Scientists isolated the original green fluorescent protein (GFP) and attached the harmless fluorescent tags to selected proteins inside the cells of living creatures. When the proteins are exposed to light, researchers can track their activity, from watching neurons in the brain fire to following the path of a metastasizing cancer cell.

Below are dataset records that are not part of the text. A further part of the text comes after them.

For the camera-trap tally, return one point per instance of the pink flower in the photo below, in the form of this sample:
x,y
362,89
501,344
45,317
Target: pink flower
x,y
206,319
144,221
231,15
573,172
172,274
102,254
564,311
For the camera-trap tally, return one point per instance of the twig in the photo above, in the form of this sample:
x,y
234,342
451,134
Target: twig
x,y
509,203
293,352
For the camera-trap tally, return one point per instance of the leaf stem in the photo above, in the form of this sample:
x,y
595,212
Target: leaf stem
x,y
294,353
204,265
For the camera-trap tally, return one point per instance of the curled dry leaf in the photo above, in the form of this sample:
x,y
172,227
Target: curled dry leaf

Eventually the jellyfish-derived GFP was engineered to push the spectrum of fluorescent proteins into blue, cyan and yellow mutations. Each glowed with different colors of light and allowed researchers to tag and study different molecules at the same time within a single cell. Red proteins, originally found in coral, have expanded the color range even further toward orange, red and far-red—spectral regions that allow for deeper molecular imaging. Typically, the farther scientists progress towards the red spectrum of light, the dimmer the fluorescence for jellyfish- and coral-derived fluorescent proteins, leading to less sensitivity for imaging. But Rodriguez’s far-red protein shines as brightly as the original GFP. These proteins have an array of potential uses—including individualizing cancer therapy, tracking the production of insulin-producing pancreas cells for new diabetes treatments and imaging calcium in the brain that may hold the answers to how humans learn and maintain memories.
Artwork by Nadine Lo, a senior assistant in Rodriguez’s lab, using fluorescent dye left over from an experiment.
Rodriguez first learned to paint bacteria from his mentor Tsien. The technique involves genetically modifying bacteria to express the fluorescent proteins. Using an ordinary paint brush, Rodriguez paints an image with the bacteria on a dish. Initially, he is painting blind; the artwork only appears when the bacteria grows overnight. The light absorbed by the fluorescent proteins is seen by the eye, but the brilliant fluorescence shines in the dark with light illumination. The different fluorescent wavelengths are captured by using different filters that pass certain wavelengths of light. The images are overlaid to allow observers to see or photograph the microbial portraits.
Fluorescent protein painting is more than a chemistry lab pastime. High schools have used the technique to engage students in science. Some artists have even exhibited fluorescent portraits. Most controversially, Chicago artist Eduardo Kac unveiled a display in 2000 called “GFP Bunny,” featuring a glowing green rabbit genetically engineered with fluorescent proteins by French scientists. Rodriguez says his art is designed to illuminate students’ interests—while bringing a touch of spontaneity and art appreciation to slow lab periods when they wait for incubations or for cells to grow. Nadine Lo, a senior undergraduate assistant in Rodriguez’s lab, published her own fluorescent multi-colored dye drawing of an Andy Warhol-like eye in C&EN which she created in Rodriguez’s class.
Rodriguez’s art projects aren’t limited to painting. Two of his short films showing fluorescent proteins traveling through cells were named national winners in the 2017 Wiki Science Competition and will move on to the international competition. Meanwhile, he has no plans to trade in his microscope for a paint brush. He’s currently evolving new proteins with unique properties that continue to expand the scope of imaging technology. “The art is fun,” he said, “but our real challenge is taking [the science] as far as we can go.”